In the Kawaoka and Fouchier studies, it was found that adaptation of H5N1 influenza virus from avian to mammalian receptors lead to a decrease in the stability of the viral HA glycoprotein. This property had to be reversed in order for these viruses to transmit by aerosol among ferrets. Similar stabilization of the HA protein was observed when the reconstructed 1918-like avian influenza virus was adapted to aerosol transmission among ferrets. It is not simply coincidence when three independent studies come up with the same outcome: clearly HA stability is important for aerosol transmission among mammals. This is one property to look for in circulating H5N1 strains, not simply amino acid changes.

Lipsitch mentions nothing about the mechanism of transmission; he focuses on identifying mutations for surveillance and vaccine development. He ignores the fundamental importance of this work. In this context, the work has tremendous value.

The remainder of the Times OpEd reminds us how often accidents occur in high security biological labortories. There are problems with these arguments. Lipsitch cites the emergence of an H1N1 influenza virus in 1977 as ‘escaped from a lab in China or the Soviet Union’. While is seems clear that the 1977 H1N1 virus probably came from a laboratory, there is zero evidence that it was a laboratory accident. It is equally likely that the virus was part of a clinical trial in which it was deliberately administered to humans.

Lipsitch also cites the numerous incidents that occur in American laboratories involving select agents. I suggest the reader listen to Ron Fouchier explain on TWiV #291 how a computer crash must be recorded as an incident in high biosecurity laboratories, but does not lead to the release of infectious agents.

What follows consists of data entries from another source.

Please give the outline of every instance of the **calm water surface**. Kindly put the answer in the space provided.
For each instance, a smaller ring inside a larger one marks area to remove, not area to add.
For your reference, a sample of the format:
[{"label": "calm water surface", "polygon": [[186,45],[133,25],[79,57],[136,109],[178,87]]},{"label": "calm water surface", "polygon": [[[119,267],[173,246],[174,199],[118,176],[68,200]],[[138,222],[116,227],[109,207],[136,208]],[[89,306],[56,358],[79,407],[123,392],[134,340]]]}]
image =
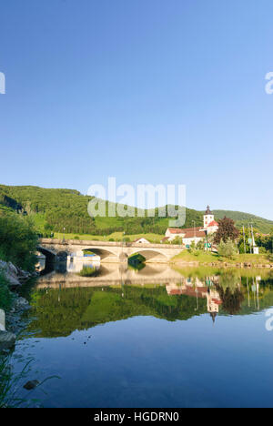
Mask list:
[{"label": "calm water surface", "polygon": [[14,370],[32,360],[22,384],[59,379],[32,392],[20,385],[21,397],[44,407],[273,406],[272,275],[79,269],[44,275],[30,294]]}]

Lipsitch clearly feels that the benefits of aerosol transmission research do not justify the risks involved. I agree that the experiments do have some risk, but it is not as clear cut as Lipsitch would suggest. Although ferrets are a good model for influenza virus pathogenesis, like any animal model, they are not predictive of what occurs in humans. An influenza virus that transmits by aerosol among ferrets cannot be assumed to transmit in the same way among humans. This is the assumption made by Lipsitch, and it is wrong.

I agree that transmission work on avian H5N1 influenza virus must be done under the proper containment. Before these experiments can be done they are subject to extensive review of the proposed containment and mitigation procedures. There is no justification for the additional regulation proposed by Lipsitch.

In my opinion aerosol transmission experiments on avian influenza viruses are well worth the risk. We know nothing about what controls aerosol transmission of viruses. The way to obtain this information is to take a virus that does not transmit by aerosol, derive a transmissible version, and determine why the virus has this new property. To conclude that such experiments are not worth the risk not only ignores the importance of understanding transmission, but also fails to acknowledge the unpredictable nature of science. Often the best experimental results are those which were never anticipated.

Lipsitch ends by saying that ‘There are dozens of safe research strategies to understand, prevent and treat pandemic flu. Only one strategy — creating virulent, contagious strains — risks inciting such a pandemic.’ Creating a virulent strain is not part of the strategy. Lipsitch conveniently ignores the fact that Fouchier’s H5N1 strain that transmits by aerosol among ferrets is not virulent when transmitted by that route. And of course we do not know if these strains would be transmissible in humans.

I am very disappointed that the Times chose to publish this OpEd without checking Lipsitch’s statements. He is certainly entitled to his own opinion, but he is not entitled to his own facts.